Mauricio Carrera
Laertes, de centurión romano, se sentía ridículo. De sandalias, con su toga corta a la altura de las rodillas, con su yelmo dorado, su cinturón de cuero y una espada de plástico sujeta a su cintura, creía verse como si trabajara en un circo, de payaso. Pensaba en Anticlea. Si lo viera así, se reiría. Acaso lo miraría con gesto desaprobatorio de qué bajo has caído. No estaba tan seguro con Odiseo. Tal vez lo admiraría. Le contaría historias como la de Aquiles al vencer a Héctor o la de los trescientos espartanos en el desfiladero de las Termópilas.
“Es chamba”, se consolaba.
Dinero fácil. Sólo tenía que llegar, disfrazarse y deambular por el Cesar’s de Stateline, Nevada, con su escenografía barata estilo imperio romano.
“A piece of cake”, empezaba a pochear.
El casino tenía meseras de minifalda vestidas de mesalinas y ofrecían con amplias sonrisas tragos gratis a los clientes. Se escuchaba el barullo de las máquinas tragamonedas o de los quarters al caer en las cubetas de plástico. El gusanito del juego por todos lados. Había quien apostaba por desesperación y perdía por obligación, y quien lo hacía porque no le importaba perder unos cuantos dólares con la esperanza de ganar el jackpot. Por allá, las mesas de ruleta, dados o blackjack, para grandes apostadores, y por allá las de bolsillos más modestos con ganas de probar su suerte.

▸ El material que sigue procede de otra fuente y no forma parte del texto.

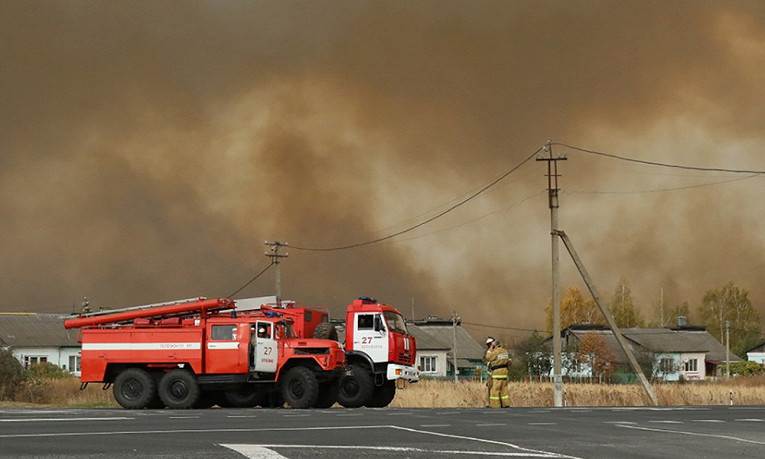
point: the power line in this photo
(251, 280)
(660, 164)
(662, 190)
(426, 221)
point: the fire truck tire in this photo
(243, 398)
(178, 389)
(327, 395)
(383, 395)
(325, 330)
(355, 388)
(134, 389)
(300, 388)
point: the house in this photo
(37, 338)
(757, 354)
(686, 352)
(435, 342)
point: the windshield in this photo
(395, 322)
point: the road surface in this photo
(381, 433)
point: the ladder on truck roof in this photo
(199, 305)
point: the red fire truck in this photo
(379, 350)
(199, 352)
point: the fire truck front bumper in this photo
(396, 371)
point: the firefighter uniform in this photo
(498, 362)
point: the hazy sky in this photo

Ahí, en Stateline, conoció a Cindy, quien trabajaba como croupier en Harra’s, el casino de enfrente. Fue en un Safeway. Laertes le ayudó a recoger unos Tostitos que se le habían caído del carro del supermercado, y así empezó todo. Ella era rubia, alta, de bonita sonrisa y tibia de abrazos. Le gustaba hacer hiking y también el futbol americano. Fueron a varios partidos del Wolf Pack de la Universidad de Nevada, en Reno, o los veían por televisión, los domingos. Así aprendió de tacleadas, fombles, corebacks, de primeros y dieces y de goles de campo, intercepciones y de yardas de castigo por taclear de la barra o por bloquear por la espalda. Era lindo estar con ella. Pasearon por Minden, Genoa, Sparks, y por supuesto por los alrededores de Lake Tahoe. Con ella aprendió a tomar vino, vino rosado, white zinfandel, que era el que le gustaba.
Laertes, honesto, nunca ocultó su matrimonio y ella no opuso reparo alguno. Sabía de Odiseo y de su perro Argos. Cuando Cindy le preguntó si tenía fotos de su hijo, le mostró la única que tenía:
-¡Qué guapo niño! –dijo ella.
Un domingo, tras haber visto un partido entre los Raiders y los Steelers, Cindy lo sorprendió con un regalo: un balón de futbol americano.
-Para Odiseo -le dijo.Laertes, conmovido, la abrazó con ternura. Terminaron besándose, abrieron una botella de vino e hicieron el amor.
Al día siguiente, antes de su jornada de trabajo en el Cesar’s, acudió a la oficina postal de Stateline y mandó, desinflado, por cuestiones de seguridad aérea, como le explicaron, el balón a Odiseo. Incluyó una nota que decía: “Te quiero, mijo”, y una foto con su atuendo de centurión romano. Se le veía gallardo y contento, aunque en el fondo no dejaba de sentirse devaluado y ridículo.
-¡Qué tonto eres! –le reprochó Cindy-. Me prende imaginarte en la cama vestido así, mi guapo Ben Hur, mi valiente Marco Antonio. I get horny with you in disguise -recalcó.
Fue un romance corto, de unos cinco o seis meses. Ella encontró un mejor trabajo en Las Vegas y se marchó. Al despedirse, hubo un par de lágrimas y uno que otro cachondeo.
-See you around –dijo Laertes.
Quedó de nuevo solo, en espera de alguna carta de Anticlea, de alguna foto de Odiseo con su sonrisota de niño y su balón de futbol americano.